After careful deliberations involving structural soundness and public safety, the commission chose Gill and Heath’s maquette of a elegantly curved stainless steel bench with blown glass inserts in its backrest and the bench discretely anchored into a base of concrete. The overall effect is of a modernist couch, clean-lined and, due to bezel anchored blown glass ingots, colorful enough to stand out in the visual jumble of a corner mini-mall at Mountain Street and Coast Highway.
“Visually it will stand out even to someone across the street,” said commissioner Ken Auster.
“This bench will be bullet proof and there hundreds of years after us,” quipped Heath responding to commissioners’ questions regarding durability.
Interior stainless steel or galvanized rebar supports will insure structural soundness. High density matte polishing will prevent the stainless surface from becoming too hot for use, explained Gill, in charge of engineering challenges.
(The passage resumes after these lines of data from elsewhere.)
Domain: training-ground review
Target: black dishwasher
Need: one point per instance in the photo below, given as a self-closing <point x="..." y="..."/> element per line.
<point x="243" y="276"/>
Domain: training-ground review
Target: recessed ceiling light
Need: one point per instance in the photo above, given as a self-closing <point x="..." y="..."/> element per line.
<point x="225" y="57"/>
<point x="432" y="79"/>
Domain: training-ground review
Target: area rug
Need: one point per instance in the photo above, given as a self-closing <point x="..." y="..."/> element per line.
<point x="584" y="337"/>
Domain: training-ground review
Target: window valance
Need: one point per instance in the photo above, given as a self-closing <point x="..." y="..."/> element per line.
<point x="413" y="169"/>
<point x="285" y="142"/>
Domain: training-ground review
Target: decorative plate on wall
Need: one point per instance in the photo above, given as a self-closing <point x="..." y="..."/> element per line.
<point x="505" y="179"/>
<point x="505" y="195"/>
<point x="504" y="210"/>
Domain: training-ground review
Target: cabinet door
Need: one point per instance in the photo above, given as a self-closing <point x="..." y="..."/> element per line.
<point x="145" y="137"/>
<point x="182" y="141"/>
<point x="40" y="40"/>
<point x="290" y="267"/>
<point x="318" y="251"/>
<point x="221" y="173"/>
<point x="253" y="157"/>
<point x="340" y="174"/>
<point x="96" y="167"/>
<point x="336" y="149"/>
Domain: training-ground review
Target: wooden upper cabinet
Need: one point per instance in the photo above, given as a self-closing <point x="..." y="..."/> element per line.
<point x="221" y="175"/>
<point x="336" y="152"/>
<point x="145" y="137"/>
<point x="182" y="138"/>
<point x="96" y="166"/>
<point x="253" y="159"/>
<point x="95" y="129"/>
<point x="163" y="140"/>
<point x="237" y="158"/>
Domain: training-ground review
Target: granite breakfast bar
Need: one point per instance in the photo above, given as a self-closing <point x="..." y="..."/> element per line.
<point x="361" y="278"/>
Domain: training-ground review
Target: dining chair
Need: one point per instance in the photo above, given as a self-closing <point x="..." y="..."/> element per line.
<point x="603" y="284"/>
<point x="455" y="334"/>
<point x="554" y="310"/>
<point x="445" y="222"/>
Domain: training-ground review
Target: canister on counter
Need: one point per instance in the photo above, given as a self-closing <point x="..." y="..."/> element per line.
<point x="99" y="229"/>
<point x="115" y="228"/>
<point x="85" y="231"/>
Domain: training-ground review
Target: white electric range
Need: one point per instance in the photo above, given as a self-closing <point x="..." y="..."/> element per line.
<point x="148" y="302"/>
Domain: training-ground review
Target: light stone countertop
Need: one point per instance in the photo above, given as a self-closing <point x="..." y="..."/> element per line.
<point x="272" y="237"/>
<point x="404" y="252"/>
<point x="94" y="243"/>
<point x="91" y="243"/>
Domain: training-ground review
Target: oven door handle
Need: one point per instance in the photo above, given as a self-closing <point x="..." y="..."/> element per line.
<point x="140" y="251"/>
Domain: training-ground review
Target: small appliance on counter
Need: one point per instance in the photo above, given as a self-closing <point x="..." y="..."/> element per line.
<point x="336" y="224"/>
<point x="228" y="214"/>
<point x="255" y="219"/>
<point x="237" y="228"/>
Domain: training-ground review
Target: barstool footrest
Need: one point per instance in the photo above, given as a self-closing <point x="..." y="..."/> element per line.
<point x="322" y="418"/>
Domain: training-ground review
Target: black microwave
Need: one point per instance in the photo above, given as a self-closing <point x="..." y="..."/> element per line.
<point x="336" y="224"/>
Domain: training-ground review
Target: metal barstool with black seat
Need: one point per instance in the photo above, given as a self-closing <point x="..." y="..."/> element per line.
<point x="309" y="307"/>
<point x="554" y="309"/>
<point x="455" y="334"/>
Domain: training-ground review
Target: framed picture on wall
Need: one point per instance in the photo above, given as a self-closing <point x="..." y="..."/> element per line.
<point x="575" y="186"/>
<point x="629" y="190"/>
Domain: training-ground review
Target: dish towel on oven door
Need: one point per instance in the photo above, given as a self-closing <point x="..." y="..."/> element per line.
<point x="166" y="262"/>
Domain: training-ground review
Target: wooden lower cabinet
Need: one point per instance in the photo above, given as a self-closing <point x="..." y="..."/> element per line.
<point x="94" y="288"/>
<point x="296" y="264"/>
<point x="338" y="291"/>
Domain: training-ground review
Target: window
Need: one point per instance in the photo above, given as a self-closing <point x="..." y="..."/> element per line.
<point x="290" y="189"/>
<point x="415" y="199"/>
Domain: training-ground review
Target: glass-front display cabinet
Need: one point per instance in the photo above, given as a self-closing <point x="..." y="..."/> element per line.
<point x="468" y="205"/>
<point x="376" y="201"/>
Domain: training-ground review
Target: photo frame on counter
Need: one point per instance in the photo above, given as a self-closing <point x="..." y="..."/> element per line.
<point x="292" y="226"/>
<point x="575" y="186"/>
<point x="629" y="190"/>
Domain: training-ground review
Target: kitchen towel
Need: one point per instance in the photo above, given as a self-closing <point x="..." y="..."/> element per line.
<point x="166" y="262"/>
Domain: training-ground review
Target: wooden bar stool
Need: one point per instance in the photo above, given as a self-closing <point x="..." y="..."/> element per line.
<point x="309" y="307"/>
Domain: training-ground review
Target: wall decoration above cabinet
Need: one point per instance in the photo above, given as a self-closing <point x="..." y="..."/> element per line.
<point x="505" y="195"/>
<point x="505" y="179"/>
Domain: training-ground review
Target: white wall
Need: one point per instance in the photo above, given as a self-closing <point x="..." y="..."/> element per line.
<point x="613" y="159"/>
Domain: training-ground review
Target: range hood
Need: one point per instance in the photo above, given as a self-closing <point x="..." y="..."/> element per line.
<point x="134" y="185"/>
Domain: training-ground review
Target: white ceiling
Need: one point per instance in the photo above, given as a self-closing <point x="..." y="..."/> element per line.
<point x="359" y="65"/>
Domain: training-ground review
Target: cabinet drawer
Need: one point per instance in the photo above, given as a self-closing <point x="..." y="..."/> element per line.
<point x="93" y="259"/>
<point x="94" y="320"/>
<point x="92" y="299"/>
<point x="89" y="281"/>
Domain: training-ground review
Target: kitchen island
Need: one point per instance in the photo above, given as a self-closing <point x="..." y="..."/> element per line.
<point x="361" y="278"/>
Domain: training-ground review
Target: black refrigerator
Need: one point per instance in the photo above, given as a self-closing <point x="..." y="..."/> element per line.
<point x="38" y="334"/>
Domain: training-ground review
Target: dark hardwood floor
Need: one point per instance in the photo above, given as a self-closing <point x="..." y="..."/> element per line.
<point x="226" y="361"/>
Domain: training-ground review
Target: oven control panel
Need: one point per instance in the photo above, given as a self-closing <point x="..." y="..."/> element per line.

Graham presented a design of three elliptical forms covered by terrazzo stone that appear free-floating but would be anchored to a sculpted metal armature. “I did not want the bench to look like a bench but a sculpture; it’s easy to do a bench,” said Graham.
However, commissioners Auster, Pat Kollenda, Mary Ferguson, Lisa Mansour and Nick Hernandez determined that, given the site, Gill and Heath’s colorful design struck both aesthetic and practical chords. “Glass and stainless steel, it just hits me just right,” said Kollenda.
Heath, a South African-born glass blower known for his colorful glass renditions of African tribal images, has been a Festival of Arts exhibitor for 20 years and also shows at the Sawdust Festival of Art.
Gill is experienced in outdoor works that blend with the elements and require significant engineering skills. He was also a finalists for the Heisler Park 9/11 memorial competition.
During that June meeting, Heath had wondered how studio artists, not necessarily experienced as public ones, could prove their mettle.
Mansour had suggested that he enter one of the bench design contests to get his foot into (the public art) door.
Gill and Heath have already begun work on the $10,000 project while awaiting final decisions from Caltrans, the Design Review Board and the City Council.
“The glass inserts weigh about 20 pounds each and are blown, not cast glass. Already my arms seem two inches longer,” quipped Heath, rendering a short version of the glass making process which involves hoisting a weighty, at least five foot long, steel blowpipe with a glob of glass the size of a healthy newborn attached to its end into its final melting destination, an oven known as the “glory hole.”
His foot meanwhile has done its job for now. It wedged open the door to public art.